# Do I need Yeast Energizer?



## MN-winer (Feb 17, 2011)

I am giving this recipe a go maybe early next week after I get some slurry. The only thing I don't have it Yeast Energizer. Do I need this or can I go without it?


----------



## Brian (Feb 17, 2011)

Lon is the expert on this (as you know) but I would expect you do need it because SP is kind of a tough fermentation. I haven't any problems except one slow ferment but I would think the yeasties need the extra kick to keep them going strong.. IMO


----------



## djrockinsteve (Feb 17, 2011)

Yeast energizer will contain much of the needed nutrients that yeasts need including some nitrogen. You could most likely still have it ferment but having this would greatly help your yeast grab a foothold and take off.

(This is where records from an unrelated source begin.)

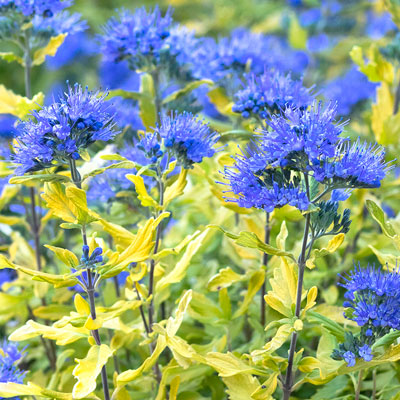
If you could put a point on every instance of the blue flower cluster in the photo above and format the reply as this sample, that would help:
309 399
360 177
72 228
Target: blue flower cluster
92 259
48 18
9 358
230 57
103 188
57 133
349 90
146 40
30 8
302 142
373 301
184 137
270 92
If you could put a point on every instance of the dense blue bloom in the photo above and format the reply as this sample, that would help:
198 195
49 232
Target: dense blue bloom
298 136
378 25
36 7
146 39
373 301
254 185
354 165
57 133
9 358
349 90
350 358
270 92
186 138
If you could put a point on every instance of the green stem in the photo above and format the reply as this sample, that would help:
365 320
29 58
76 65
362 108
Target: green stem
359 384
288 382
264 267
374 384
90 284
35 222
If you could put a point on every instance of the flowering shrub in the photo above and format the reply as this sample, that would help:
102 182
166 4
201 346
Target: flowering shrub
192 209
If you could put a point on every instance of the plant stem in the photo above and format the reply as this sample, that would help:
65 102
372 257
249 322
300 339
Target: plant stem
153 262
90 284
396 99
157 99
264 267
374 384
359 383
288 383
35 222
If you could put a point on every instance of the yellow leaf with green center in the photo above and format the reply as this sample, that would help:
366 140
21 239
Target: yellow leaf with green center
88 369
11 103
81 305
62 336
50 49
65 255
332 246
223 279
11 390
130 375
297 35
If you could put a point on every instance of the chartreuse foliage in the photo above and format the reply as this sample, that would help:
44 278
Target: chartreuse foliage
182 235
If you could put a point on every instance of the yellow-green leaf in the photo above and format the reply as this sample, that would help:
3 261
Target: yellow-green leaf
179 271
88 369
10 57
176 189
145 199
49 50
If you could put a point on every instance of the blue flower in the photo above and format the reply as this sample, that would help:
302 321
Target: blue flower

Skeeter pee contains a higher than average acid percentage. Hold off adding all the lemon juice until the yeast is alive and kicking. Having nutrient would be a big help.


----------



## MN-winer (Feb 17, 2011)

Thanks everyone. It sounds like I could take the risk but I won't. I was trying to avoid driving 40 miles round trip to get something for $1.90. I am borrowing some from a fellow winemaker.
Bill


----------



## djrockinsteve (Feb 17, 2011)

Just order it online and you'll have it in two days probably.


----------



## robie (Feb 17, 2011)

If the recipe calls for a nutrient, you should not try to get by without it. If the yeast get starved for nutrients, it can result in H2S - rotten egg smell.

Ask me how I know!!! 

Kits usually have enough nutrients already added into the must, unless it a Mosti kit, which usually includes a packet of nutrients. Your SP will need the additional nutrients. 

A lot of it depends on the yeast you use. Even with a kit, if I use a yeast, which requires lots of nutrients, I go ahead and add some extra.


----------